Нюра ни с какого боку не чувствовала себя виноватой, широко раскрыв большие глаза, в удивлении спрашивала:

— О чем ты, мама? О чем?

— Как о чем? Бери вон бутыль да с девками по селу. Не председателево это дело по домам обираться!

Маруся уронила на колени руки, с видом человека, утвердившего наконец-то должный порядок, умолкла.

Нюра поглядывала на Васенку, пожимала плечами, бледные ее губы еще берегли невинную улыбку.

— Васена Гавриловна, но я только узнала! Зараньше бы сказали, мы б за утро сделали.

— И теперь не ночь! — вставила свое быстрое слово Маруся.

Васенка рассмеялась: усердие старших Петраковых было до радости трогательным. Стараясь не уронить в достоинстве Марусю, она сказала:

— А что, Нюра, дело-то и впрямь для вас.

— Да разве мы хоронимся?! Это вот мама, ей только бы ругать. А вы-то, Васена Гавриловна!.. Сейчас вот своих девчонок да мальчишек соберу. И в Починок, и на Хутор сбегаем! Вот только говорить-то как? Давайте, мол, керосин, и все? Или как-то умеючи, что ли?..

Васенка улыбнулась.

— Умеючи, Нюра. Кто от Доброго сердца да понимания свой последний припас отдает, тому низкий поклон. Ну, а кто про совесть забыл, на того и речей не трать! К тем сама потом схожу. В глаза погляжу.

6

К вечеру Васенка оказалась за Нёмдой, в бывшем лесхозовском, теперь леспромхозовском поселке, все с той же своей неотложной заботой. Нюра с девчонками, к ее радости, наносили с полбочки керосина. Женя, нагрузившись двумя ведерными бидонами, уже ушла в МТС перегонять трактор к полю. А Васенка, в уме прикидывая невспаханные гектары, все не могла успокоиться — по запасу никак не выходило тех литров, что были надобны.

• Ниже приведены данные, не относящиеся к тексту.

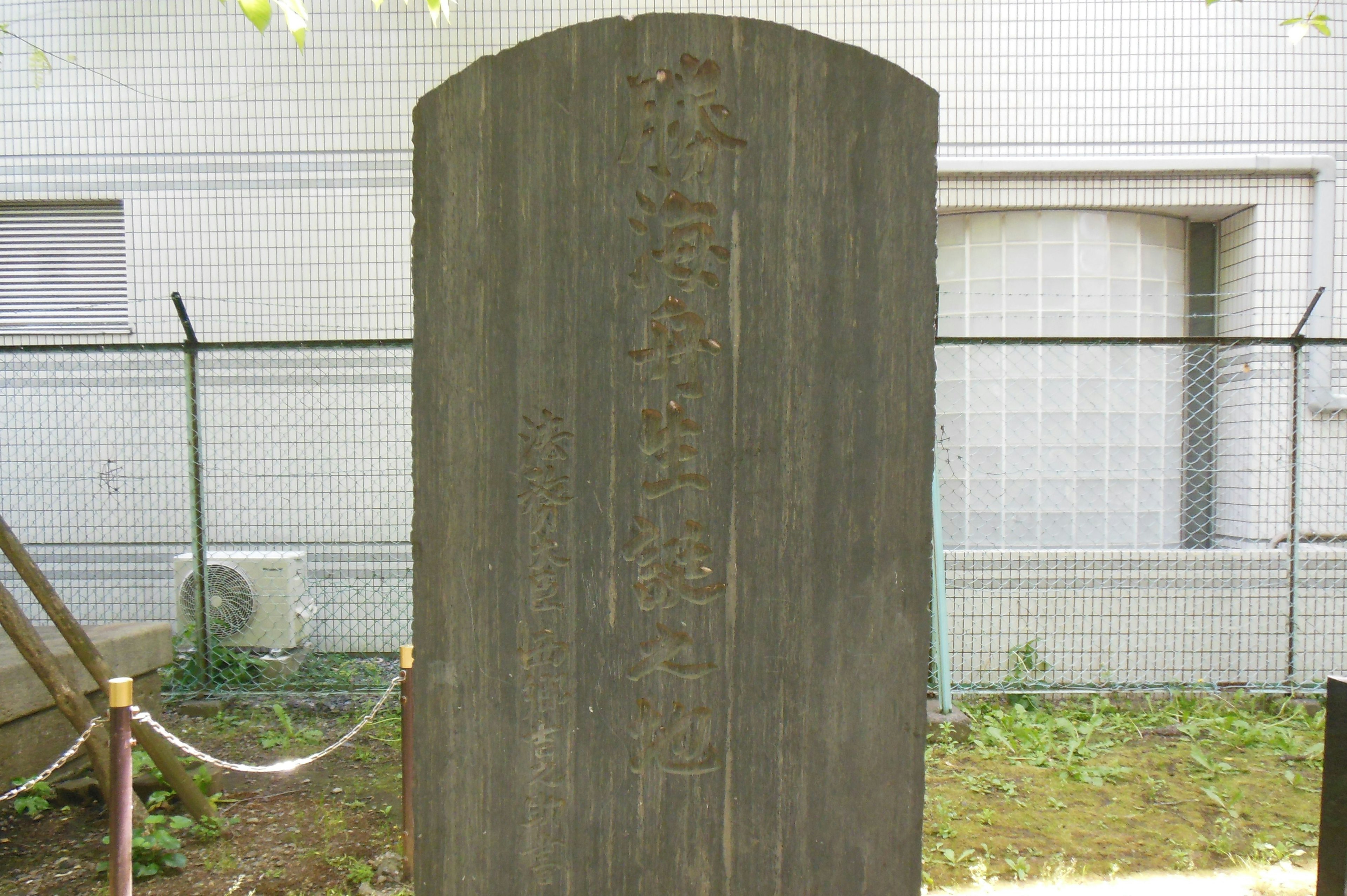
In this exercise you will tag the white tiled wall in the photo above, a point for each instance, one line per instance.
(273, 190)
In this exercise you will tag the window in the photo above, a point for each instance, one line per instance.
(1061, 446)
(1062, 273)
(62, 267)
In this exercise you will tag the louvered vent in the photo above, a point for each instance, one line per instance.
(62, 267)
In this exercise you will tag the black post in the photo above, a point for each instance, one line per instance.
(1333, 813)
(199, 517)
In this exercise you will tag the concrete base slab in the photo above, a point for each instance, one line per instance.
(33, 732)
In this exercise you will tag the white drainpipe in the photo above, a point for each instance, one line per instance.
(1323, 169)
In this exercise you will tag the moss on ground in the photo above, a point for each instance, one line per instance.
(1093, 787)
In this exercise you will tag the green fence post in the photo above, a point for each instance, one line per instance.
(939, 618)
(199, 515)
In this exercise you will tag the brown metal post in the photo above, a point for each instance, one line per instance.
(152, 742)
(404, 657)
(1333, 814)
(119, 801)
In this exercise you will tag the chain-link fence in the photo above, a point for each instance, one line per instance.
(305, 459)
(1141, 512)
(1127, 512)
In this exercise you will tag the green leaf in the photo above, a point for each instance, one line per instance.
(40, 65)
(297, 19)
(258, 13)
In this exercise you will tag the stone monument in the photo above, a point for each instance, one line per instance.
(673, 425)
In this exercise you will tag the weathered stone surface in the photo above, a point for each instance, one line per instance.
(673, 425)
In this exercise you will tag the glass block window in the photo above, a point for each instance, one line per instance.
(1062, 273)
(1061, 446)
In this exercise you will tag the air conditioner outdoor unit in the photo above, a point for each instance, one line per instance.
(254, 599)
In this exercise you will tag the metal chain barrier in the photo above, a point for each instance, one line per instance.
(61, 760)
(286, 766)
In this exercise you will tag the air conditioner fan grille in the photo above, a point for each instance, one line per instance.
(229, 600)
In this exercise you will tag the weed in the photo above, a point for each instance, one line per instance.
(357, 872)
(153, 848)
(1210, 768)
(283, 739)
(35, 801)
(1027, 666)
(1019, 867)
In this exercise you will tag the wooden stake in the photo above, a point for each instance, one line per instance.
(72, 704)
(150, 740)
(404, 657)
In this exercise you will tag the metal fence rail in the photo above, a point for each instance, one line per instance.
(1122, 512)
(1139, 512)
(305, 499)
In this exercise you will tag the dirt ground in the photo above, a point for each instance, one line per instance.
(1073, 790)
(316, 832)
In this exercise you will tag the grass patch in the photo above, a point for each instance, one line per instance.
(1095, 789)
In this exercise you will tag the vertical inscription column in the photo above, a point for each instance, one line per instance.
(545, 645)
(673, 147)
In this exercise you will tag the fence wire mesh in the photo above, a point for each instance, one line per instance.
(1116, 514)
(306, 502)
(1120, 515)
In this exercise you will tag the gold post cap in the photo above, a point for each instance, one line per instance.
(119, 692)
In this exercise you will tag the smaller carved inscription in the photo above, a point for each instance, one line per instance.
(670, 571)
(547, 768)
(659, 655)
(546, 682)
(543, 653)
(679, 744)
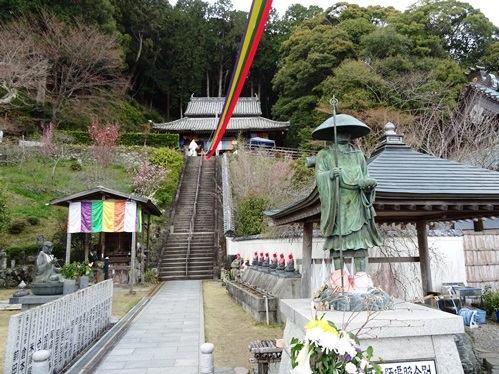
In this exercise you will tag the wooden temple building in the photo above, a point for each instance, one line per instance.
(116, 217)
(412, 188)
(200, 121)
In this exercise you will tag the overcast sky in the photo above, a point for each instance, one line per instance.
(488, 7)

В бараках повидала семигорцев, которые отбывали трудовую повинность на зимних лесозаготовках, теперь торопились довершить сплав, чтобы успеть вернуться к земле; многого они не насулили, да и не могли при всем желании: «Вот придем, в бороны впряжемся. А керосину — вон разве из лампы слить…»

Пораздумав, Васенка постучалась в дом Поляниных. Елена Васильевна вечеряла одна и выказала ей такую радость, что Васенка даже в нынешнем своем почетном положении застеснялась корыстного своего прихода.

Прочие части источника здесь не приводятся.